1. Dina
    January 21, 2011 @ 2:44 am

    Distance is relative indeed. It seems like the distance between me and my friends/family feels different for me and them. I left them. I know where they are, I know what they are usually doing, I can picture them, I can understand them, therefore I feel “close”. But I feel the distance is big for them (with a few exception), because they don’t really follow what I’m doing, they don’t understand reasons behind what we are doing, and so on. A few of my best friends can’t really feel me when I’m away, even though as soon as we meet in person, nothing has changed, we are right away really close again. Perspective…

    • Andrew
      January 23, 2011 @ 5:36 pm

      That is an interesting perspective Dina. That the idea of distance can be different from either side of the relationship. They all the distance to grow while you keep it close. Thanks for that perspective.

  2. Megan
    December 17, 2010 @ 4:31 pm

    Well, I think in the (ugh, I hate to say it) digital age, that distance seems like a lot smaller problem than in the past. Yeah, I’m far away from home, but it’s easier for me to stay connected, so while I”m physically far away, I can still keep track of most of the goings-on of my friends and family members.

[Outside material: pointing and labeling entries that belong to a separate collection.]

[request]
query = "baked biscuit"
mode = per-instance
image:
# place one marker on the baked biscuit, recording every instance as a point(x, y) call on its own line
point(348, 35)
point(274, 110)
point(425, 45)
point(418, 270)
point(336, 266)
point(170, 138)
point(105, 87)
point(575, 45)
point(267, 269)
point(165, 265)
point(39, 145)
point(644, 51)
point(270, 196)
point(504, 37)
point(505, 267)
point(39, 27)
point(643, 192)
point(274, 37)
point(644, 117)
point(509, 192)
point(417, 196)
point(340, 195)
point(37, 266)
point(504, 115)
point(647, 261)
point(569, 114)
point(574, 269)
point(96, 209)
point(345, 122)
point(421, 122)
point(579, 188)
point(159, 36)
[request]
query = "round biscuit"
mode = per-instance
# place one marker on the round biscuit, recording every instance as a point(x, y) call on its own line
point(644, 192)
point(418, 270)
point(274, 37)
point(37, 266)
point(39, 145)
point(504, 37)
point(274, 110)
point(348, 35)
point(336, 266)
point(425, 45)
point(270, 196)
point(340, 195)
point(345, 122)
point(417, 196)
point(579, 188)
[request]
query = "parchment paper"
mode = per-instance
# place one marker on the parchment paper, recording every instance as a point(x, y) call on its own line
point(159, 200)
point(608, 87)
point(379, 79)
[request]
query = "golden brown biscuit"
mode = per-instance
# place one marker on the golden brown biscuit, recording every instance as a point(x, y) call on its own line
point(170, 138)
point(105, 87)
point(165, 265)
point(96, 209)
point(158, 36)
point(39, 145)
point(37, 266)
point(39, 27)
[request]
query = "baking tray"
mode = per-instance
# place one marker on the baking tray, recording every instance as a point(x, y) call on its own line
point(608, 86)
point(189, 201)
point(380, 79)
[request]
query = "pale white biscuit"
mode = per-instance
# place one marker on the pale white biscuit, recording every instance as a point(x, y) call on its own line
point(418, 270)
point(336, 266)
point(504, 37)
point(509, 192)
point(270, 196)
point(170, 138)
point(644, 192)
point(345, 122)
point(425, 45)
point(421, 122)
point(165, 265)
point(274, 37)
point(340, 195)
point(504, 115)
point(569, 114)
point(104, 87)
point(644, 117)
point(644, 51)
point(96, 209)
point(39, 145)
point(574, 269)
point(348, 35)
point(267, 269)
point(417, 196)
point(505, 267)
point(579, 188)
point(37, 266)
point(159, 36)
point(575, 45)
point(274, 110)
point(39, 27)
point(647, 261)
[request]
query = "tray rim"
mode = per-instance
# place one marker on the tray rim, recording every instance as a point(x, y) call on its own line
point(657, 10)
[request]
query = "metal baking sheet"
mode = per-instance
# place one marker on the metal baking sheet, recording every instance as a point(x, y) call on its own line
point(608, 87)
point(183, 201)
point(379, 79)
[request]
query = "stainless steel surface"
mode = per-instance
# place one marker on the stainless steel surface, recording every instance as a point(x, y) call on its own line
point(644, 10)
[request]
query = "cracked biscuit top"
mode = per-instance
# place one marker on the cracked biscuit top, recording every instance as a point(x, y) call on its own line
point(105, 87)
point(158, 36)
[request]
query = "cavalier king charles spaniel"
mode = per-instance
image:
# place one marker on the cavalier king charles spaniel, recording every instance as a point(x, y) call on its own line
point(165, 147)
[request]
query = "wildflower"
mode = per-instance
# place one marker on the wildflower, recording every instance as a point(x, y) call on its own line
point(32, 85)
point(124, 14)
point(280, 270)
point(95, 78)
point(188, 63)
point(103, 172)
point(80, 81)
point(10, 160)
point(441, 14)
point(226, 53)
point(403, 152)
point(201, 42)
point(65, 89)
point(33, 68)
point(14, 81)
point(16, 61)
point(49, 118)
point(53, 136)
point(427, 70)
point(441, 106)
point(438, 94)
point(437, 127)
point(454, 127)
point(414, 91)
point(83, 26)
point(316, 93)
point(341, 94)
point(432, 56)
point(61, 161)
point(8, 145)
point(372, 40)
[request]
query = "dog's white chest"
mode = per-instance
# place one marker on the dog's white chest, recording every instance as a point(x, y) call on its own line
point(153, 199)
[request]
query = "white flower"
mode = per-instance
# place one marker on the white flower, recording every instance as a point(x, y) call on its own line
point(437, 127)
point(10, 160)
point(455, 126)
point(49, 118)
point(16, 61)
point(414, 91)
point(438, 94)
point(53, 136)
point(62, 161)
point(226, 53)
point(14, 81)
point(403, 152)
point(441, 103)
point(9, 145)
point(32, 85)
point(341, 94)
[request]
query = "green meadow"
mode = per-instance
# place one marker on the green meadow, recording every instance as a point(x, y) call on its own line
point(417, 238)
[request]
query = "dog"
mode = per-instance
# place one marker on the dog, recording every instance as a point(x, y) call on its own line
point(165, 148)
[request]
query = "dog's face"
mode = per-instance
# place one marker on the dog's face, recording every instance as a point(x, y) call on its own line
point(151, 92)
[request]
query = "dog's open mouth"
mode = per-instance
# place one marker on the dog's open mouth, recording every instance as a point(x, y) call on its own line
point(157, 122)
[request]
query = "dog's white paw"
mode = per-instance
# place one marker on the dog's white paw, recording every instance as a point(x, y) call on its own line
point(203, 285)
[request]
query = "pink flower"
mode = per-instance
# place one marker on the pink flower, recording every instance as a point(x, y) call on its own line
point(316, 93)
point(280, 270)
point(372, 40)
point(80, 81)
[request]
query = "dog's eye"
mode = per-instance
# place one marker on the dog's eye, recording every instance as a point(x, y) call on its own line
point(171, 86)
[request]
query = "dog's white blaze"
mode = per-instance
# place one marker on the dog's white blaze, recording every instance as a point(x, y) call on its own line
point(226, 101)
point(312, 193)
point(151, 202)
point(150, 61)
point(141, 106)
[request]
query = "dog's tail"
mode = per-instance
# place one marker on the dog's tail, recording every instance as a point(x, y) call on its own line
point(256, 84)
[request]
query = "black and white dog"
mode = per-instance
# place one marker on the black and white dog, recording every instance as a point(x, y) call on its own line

    Yay for Sesame Street!

    • Andrew
      December 21, 2010 @ 9:11 pm

      Thanks for the yay. I realized I so could have linked in the Near Far video as I found it really easily. Oh well.
      Yes, the physical distance thing is so much easier to deal with the way the internet connects us. It just makes the emotional distance more interesting a concept.

  3. Sabina
    December 17, 2010 @ 3:00 pm

    Oh, this is true – being physically far from something gives you perspective on it. And how! I’m half a world away from home and although I’d always planned to go back, now I realize that the home I left is the most powerful home I have – really the only home. I loved it while I was there and now that I’m gone my love has increased. This amazes me. I never thought I’d feel this pull. But I feel the way I feel. I never would have appreciated the area of the world I’m from and the people who are in it if I hadn’t traveled so far away and stayed for so long. This really has given me an entirely new perspective.

    • Andrew
      December 17, 2010 @ 4:22 pm

      Wow that is an amazing story. I have always felt the pull to being away from the home I grew up in. Now I feel the pull to stay where I am. Not as strongly as what you talk about, but I get the sensation.
      Yay, for new perspectives. Especially when they give you the ability to be happier.

  4. Jen
    December 16, 2010 @ 4:01 pm

    Great post! I know I have had so many life-changing moments while traveling, when I am completely out of my normal environment and have distance on my daily life. It’s like a rebooting of the system.

    • Andrew
      December 17, 2010 @ 4:17 pm

      Yup.. Ctrl alt travel. 🙂

  5. Jeremy Branham
    December 16, 2010 @ 8:37 am

    I appreciate this thought provoking post. I have a greater appreciation of most of my travel experiences long after I left a place. Sometimes, I take what I have right in front of me for granted. The idea of distance is something we all wrestle with. It’s why we have music like “Don’t Know What You Got Til It’s Gone” (my all time favorite song by one of my favorite bands – Cinderella).

    Honestly, it absolutely kills me if I can’t see my family every day. The closeness we have means that much to me. Meanwhile, I am somewhat disconnected emotionally from the family that raised me. Yes, I talk to them every week but physical distance has nothing to do with it. What’s important is that no matter our distance, we see clearly, with the right perspective, how much the people in our lives matter.

    • Andrew
      December 17, 2010 @ 4:17 pm

      A touching comment, thanks Jeremy.
      That idea of being too close to something to see the full picture is one thing, but that being too close obscures details too and makes you take things for granted is another. I don’t even think holding a middle ground helps. Got to look at things from multiple perspectives.
      I would love to see my best friends and girlfriend everyday. I used to almost do that in high school, but now not so much. It will change though. Physical distance doesn’t affect that emotional connection. For good or bad.

  6. Ali
    December 16, 2010 @ 3:57 am

    I love your deep thoughts posts. My closest friends all live at least 2000 miles away, and as hard as it is sometimes that they live so far away, they’re still extremely important to me. Not being able to see the people you love every day is rough, the distance is tricky, but sometimes it’s really worth it.

    • Andrew
      December 17, 2010 @ 4:13 pm

      Thanks for the comment. Good to know that my philosophical mutterings help.